Biological father, an American citizen, lived in Thailand for eight years. Although the father was married to a U.S. citizen wife, he entered into a relationship with a Thai woman. The father had a wedding ceremony with the Thai woman, although they were not legally married. The Thai woman gave birth to triplets through artificial insemination, and the father financially supported the children, until he returned to the United States. In 2010, Thai court issued an order establishing father's paternity in a suit that the father did not appear.

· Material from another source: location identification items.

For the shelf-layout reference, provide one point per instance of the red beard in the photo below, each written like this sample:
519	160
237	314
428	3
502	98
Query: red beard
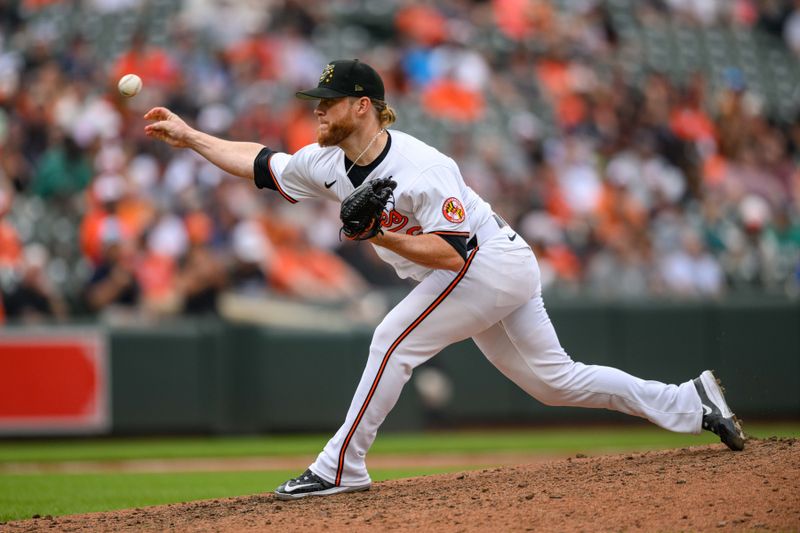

Thai woman filed a petition with Illinois state court to obtain recognition of the Thai judgment and establish child support obligation from the father. The father objected recognition, claiming that he was merely a sperm donor in the absence of a legal marriage. The court rejected the father's argument.
Transnational family law litigation! Something that warms the heart of this blogger every time it appears on the daily alerts.
Just look at the number of private international law points involved here. Father chose to not litigate in Thailand, hoping to engage in a collateral attack in the United States. Father used different legal arguments in Thailand (initially) and in the United States. Although it does not look like the father deliberately engaged in artificial insemination with an eye toward Illinois law on establishing parentage, in effect he conformed his behavior in a foreign jurisdiction to a U.S. law and attempted to score points in the United States that way. Transnational family law litigation can be as complex as any.